Tany Youne (born Tatyana Stepanovna Maksimova-Koshkinsky; January 28, 1903; Cherby, Kazan province (now Yadrinsky District of Chuvash Republic) — October 6, 1977 Cheboksary, Chuvash ASSR) was a Soviet actress and writer. She was one of the first Chuvash film actresses and an outstanding figure of the Chuvash national culture. She was a member of the Union of writers of the USSR (1957).

==Literary and translational activity==
Since 1935 Tani Youne has started to work over transfer of the best samples of the Russian, Soviet and foreign literature. Together with I. Maksimov-Koshkinsky she has written some plays.

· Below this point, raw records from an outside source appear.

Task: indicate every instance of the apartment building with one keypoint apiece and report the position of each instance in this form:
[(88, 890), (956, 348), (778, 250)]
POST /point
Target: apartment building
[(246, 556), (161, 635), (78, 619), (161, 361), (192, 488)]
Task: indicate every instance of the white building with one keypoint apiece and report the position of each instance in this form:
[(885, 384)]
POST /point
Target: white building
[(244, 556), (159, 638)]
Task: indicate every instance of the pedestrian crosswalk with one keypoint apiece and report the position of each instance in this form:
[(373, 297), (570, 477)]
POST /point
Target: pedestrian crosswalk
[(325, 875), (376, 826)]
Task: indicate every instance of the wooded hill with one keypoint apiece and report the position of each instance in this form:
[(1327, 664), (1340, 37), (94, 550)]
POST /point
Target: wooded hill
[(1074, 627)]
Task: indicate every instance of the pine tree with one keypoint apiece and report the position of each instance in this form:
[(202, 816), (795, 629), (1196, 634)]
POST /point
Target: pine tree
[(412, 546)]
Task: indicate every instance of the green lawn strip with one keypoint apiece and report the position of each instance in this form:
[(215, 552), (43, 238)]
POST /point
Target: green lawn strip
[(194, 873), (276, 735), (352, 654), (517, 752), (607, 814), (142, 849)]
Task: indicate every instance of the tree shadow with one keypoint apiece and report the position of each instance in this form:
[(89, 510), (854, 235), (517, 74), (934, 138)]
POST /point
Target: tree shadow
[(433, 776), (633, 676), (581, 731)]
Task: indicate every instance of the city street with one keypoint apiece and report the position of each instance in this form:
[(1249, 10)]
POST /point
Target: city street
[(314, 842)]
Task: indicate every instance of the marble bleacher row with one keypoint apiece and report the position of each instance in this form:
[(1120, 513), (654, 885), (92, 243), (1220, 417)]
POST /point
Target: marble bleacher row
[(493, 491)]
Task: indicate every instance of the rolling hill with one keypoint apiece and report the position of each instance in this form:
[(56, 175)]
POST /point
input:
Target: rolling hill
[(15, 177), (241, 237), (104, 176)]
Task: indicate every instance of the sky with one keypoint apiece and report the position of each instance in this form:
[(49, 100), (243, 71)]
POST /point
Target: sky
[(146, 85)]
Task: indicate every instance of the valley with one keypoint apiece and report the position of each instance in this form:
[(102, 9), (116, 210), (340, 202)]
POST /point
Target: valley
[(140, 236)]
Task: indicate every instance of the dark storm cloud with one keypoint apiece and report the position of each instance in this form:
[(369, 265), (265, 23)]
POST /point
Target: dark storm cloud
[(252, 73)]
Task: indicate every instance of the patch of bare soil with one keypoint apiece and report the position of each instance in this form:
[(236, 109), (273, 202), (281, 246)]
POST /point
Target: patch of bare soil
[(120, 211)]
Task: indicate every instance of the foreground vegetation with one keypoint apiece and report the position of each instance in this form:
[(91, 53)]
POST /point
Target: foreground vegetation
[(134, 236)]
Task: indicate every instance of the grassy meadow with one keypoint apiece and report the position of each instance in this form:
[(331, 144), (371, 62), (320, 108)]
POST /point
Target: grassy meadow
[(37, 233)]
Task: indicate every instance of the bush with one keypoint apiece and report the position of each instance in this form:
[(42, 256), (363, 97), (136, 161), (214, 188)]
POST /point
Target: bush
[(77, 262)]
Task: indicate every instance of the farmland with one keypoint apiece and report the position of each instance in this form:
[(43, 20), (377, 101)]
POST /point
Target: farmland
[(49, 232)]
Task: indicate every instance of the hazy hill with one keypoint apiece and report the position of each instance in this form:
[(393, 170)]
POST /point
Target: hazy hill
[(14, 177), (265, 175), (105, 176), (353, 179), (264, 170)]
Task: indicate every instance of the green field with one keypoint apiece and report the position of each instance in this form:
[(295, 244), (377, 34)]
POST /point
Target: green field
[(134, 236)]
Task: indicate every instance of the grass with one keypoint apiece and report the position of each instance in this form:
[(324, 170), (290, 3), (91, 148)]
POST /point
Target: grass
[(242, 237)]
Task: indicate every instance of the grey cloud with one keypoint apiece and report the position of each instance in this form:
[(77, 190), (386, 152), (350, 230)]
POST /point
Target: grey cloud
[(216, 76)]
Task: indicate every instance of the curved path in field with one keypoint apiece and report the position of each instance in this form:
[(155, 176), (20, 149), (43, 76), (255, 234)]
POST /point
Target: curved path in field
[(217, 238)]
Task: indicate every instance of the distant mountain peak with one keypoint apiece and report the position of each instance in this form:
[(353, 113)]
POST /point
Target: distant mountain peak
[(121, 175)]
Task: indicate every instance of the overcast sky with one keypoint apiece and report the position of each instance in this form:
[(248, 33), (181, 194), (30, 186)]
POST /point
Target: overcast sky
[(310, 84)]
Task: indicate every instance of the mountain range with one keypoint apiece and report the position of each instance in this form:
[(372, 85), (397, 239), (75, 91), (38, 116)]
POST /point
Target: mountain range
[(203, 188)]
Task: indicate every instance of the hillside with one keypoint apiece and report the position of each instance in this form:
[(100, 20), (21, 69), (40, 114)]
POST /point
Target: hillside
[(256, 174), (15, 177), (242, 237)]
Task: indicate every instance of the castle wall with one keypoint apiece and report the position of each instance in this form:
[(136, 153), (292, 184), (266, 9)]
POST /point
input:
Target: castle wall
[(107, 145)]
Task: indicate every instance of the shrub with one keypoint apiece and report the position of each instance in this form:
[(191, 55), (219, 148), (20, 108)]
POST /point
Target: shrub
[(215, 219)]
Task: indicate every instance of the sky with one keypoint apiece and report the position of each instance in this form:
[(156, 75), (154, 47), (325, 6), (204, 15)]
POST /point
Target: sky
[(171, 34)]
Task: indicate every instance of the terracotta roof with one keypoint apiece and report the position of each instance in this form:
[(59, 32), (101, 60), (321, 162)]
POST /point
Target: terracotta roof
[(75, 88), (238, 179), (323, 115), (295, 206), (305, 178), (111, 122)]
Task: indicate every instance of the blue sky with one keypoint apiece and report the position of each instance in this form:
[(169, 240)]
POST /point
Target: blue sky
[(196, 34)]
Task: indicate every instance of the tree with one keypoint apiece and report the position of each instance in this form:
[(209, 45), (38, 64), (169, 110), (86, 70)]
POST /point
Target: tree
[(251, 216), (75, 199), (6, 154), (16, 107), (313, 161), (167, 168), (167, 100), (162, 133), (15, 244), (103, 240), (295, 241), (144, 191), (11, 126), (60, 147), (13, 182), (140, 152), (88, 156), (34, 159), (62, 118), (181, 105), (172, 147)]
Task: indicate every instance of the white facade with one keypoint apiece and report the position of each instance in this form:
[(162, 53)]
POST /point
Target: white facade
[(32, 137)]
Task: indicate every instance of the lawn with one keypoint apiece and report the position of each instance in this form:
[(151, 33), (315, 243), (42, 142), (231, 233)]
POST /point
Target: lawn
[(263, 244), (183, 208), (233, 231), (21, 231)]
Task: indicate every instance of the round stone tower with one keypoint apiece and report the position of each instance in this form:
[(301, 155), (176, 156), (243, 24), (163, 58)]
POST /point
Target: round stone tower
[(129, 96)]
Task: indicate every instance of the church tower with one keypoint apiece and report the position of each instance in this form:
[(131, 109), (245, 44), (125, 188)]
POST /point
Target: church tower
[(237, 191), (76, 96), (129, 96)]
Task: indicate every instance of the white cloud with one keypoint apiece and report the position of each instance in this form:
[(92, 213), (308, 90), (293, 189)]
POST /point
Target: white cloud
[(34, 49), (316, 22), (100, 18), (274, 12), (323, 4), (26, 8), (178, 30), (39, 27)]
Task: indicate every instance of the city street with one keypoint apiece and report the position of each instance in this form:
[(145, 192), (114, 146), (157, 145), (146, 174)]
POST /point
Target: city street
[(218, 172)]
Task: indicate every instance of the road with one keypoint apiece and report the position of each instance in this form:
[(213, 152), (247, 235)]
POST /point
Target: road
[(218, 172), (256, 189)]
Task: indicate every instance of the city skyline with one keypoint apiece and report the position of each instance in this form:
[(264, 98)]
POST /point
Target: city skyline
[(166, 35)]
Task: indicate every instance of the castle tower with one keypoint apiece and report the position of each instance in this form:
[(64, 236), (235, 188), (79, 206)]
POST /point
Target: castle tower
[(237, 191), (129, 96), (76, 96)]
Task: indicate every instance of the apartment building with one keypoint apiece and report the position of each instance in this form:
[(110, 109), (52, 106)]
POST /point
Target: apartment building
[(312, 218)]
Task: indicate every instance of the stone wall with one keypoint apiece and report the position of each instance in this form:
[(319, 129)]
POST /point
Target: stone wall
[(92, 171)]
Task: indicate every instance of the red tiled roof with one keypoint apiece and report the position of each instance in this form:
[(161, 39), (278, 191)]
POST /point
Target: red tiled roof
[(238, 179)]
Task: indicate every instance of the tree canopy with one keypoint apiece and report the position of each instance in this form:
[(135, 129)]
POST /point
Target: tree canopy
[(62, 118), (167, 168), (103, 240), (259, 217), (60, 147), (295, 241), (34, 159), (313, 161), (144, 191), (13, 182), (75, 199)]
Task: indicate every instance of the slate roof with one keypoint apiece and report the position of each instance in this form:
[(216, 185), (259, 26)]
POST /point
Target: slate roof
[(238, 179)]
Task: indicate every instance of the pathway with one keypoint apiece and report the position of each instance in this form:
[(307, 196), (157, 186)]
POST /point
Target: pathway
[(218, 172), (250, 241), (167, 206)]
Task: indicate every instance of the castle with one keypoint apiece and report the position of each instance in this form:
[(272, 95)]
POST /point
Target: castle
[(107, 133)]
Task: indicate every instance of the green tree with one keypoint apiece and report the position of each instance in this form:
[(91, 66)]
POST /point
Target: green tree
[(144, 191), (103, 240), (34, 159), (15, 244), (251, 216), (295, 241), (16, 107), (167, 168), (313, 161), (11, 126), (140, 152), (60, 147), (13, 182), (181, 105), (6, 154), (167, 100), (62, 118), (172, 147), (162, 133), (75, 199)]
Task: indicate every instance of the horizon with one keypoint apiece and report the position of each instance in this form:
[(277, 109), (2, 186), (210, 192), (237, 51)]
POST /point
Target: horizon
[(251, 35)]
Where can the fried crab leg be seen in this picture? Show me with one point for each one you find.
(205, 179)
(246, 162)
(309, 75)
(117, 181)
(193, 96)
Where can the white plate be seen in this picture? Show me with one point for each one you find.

In 1972 she published her memoirs as : Days and years gone by. In the preface she wrote: «I Think … I am happy. Perhaps, not all dreams of my life came true. In my life there were many insults and bitterness. Nevertheless, I am happy! Because I am an actress».

==Awards==
In 1973 for merits in development of the Chuvash literature and theatrical art and with the 70 anniversary Tany Youne has been awarded by the Certificate of honor republic committee of the CPSU and the Council of Ministers of Chuvash АSSR.

==Literature==
- Антонов М., "Асран кайми йĕр хăварчĕ", Коммунизм ялавĕ. — 1983. — 28 кăрлач.
- Орлов Г. Актриса, тăлмач / Г. Орлов // Ялав. — 1973. — № 1.
- Родионов Л. "Актриса, тăлмачă, драматург", Коммунизм ялавĕ. — 1973. — 20 нарăс.
- Антонов М., "Тани Юн — первая чувашская киноактриса", Советская Чувашия. — 1993. — 30 янв.
- Игнатьева С., "Прекрасный дьявол" Чебоксарские новости. — 1993. — 28 янв.
- Матвеева Г., "И стали мгновения историей", Советская Чувашия. — 2005. — 23 июля.
- Романова Ф., "Театр, любимый народом", Чебоксары, 1973. — С. 79.